Simmel
dijo que a través de las ruinas el arte, el mundo de las formas, regresaba a su
origen material y primero, a su estado amorfo y arcaico. Si esto podemos aceptarlo así, qué son los
cuerpos petrificados, casi vitrificados por las cenizas y la lava del Vesubio,
cuando estalló en el año 79 d. C. y la ciudad fue sepultada…
Podemos
interpretarlo de dos maneras que convergen y que son una. La naturaleza no
permanece estática, necesita extenderse y reubicarse. El planeta experimenta
desplazamientos internos y en este punto las contracturas pueden ser
espectaculares. La tierra, al reaccionar
de esta manera, está cumpliendo con la más básica ley vital que le es propia:
el movimiento físico.
La
naturaleza es un proceso, como dijo Whitehead, y de tal proceso pueden
derivarse efectos inerciales, circunstancias sorpresivas. Centenares de años después de que produjera la
explosión del volcán, en una operaciones varias, se descubren los restos enterrados
de la ciudad y los cuerpos de sus habitantes, lo que viene a ser como la
segunda parte de la acción de la tierra: los cuerpos de los aplastados por la
explosión del volcán, son las obras de
arte que la deposición milenaria de la tierra y el tiempo han producido.

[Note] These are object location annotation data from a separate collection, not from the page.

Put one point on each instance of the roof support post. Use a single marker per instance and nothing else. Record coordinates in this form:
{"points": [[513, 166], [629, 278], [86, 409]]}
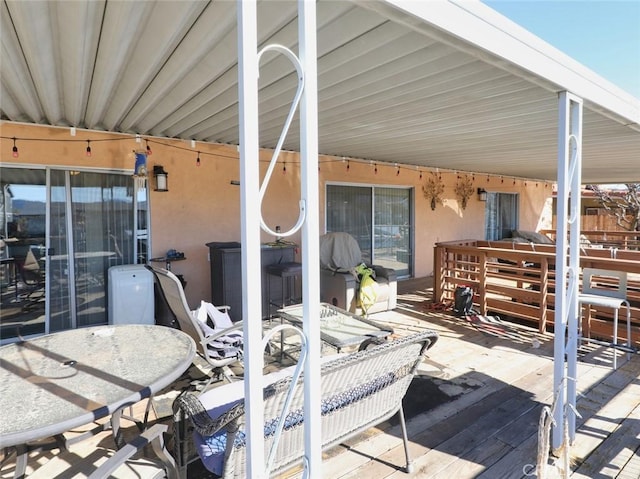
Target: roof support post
{"points": [[250, 233], [567, 266], [310, 236]]}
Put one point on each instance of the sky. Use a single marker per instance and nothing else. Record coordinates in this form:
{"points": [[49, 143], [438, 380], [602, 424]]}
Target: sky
{"points": [[603, 35]]}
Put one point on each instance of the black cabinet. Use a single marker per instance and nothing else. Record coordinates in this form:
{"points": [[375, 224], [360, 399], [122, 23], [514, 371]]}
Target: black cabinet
{"points": [[226, 275]]}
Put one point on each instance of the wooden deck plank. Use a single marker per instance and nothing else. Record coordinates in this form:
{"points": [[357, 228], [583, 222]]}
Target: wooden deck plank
{"points": [[488, 429]]}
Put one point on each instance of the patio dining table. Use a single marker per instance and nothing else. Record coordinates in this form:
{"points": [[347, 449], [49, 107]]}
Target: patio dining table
{"points": [[60, 381]]}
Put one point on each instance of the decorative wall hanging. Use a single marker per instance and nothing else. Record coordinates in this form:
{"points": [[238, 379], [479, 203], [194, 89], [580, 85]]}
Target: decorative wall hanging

Los cuerpos de hombres, mujeres, niños e incluso animales, petrificados en el
gesto que hicieron justo en el momento de morir, son la producción química de
la colisión definitiva entre hombre y naturaleza, la producción metamórfica de
las energías telúricas.
Los
cuerpos se han convertido en estatuas y la fascinación que produce su
visionamiento es que la vida haya sido
extraída de tal fulminante manera, para ser
convertida en objetos, resto de tierra con una configuración propia.
Los
siglos pasados no atenúan la impresión si nos fijamos en los contornos de los
cuerpos, en la contracción de sus miembros o, por el contrario, en la blandura
de sus posiciones cuando estos han sido sorprendidos durante el sueño.
Que
la naturaleza nos ofrezca fósiles como producto de la paulatina configuración
gravitatoria de sus estratos, nos asombra: nos hace pensar en la inmensidad del tiempo,
en la sucesión oscura de los siglos y de la vida vegetal y animal. Un grado de
estupefacción y fascinación mórbida crece si tal fósil lo es de personas
humanas.
Ese
perro retorcido que se encontró en una de las calles desenterradas de la
ciudad, esa calavera con el resto del cuerpo ondulante y otrora carnoso que apareció
sobre los restos de un lecho, exhibidos hoy en distintos museos, qué
estatuto de verdad obtienen, qué
significan ante una reflexión sobre el hombre y la memoria.
Engastados
en los pisos arenosos, desgajándose de otros fragmentos informes de tierra
polvorienta, ¿en qué pintoresco estamento de la naturaleza, en qué grado de lo
real ubicar estos cuerpos de piedra que parecen dormir, repentinamente, para
siempre, captados por la ceniza protectora antes de que se diluyeran entre los
cascotes y las esquirlas pétreas?
Cómo
no arrobarse de terror ante la petrificación de lo que fue pálpito, pasión, voz,
movimiento… Ante determinados procesos
naturales, la presencia divina prefiere ausentarse. Cómo no sumirse en la
perplejidad ante esta jugada insólita de la naturaleza que nos devuelve el
recuerdo de la vida en forma de cruel signo de su poderío demiúrgico.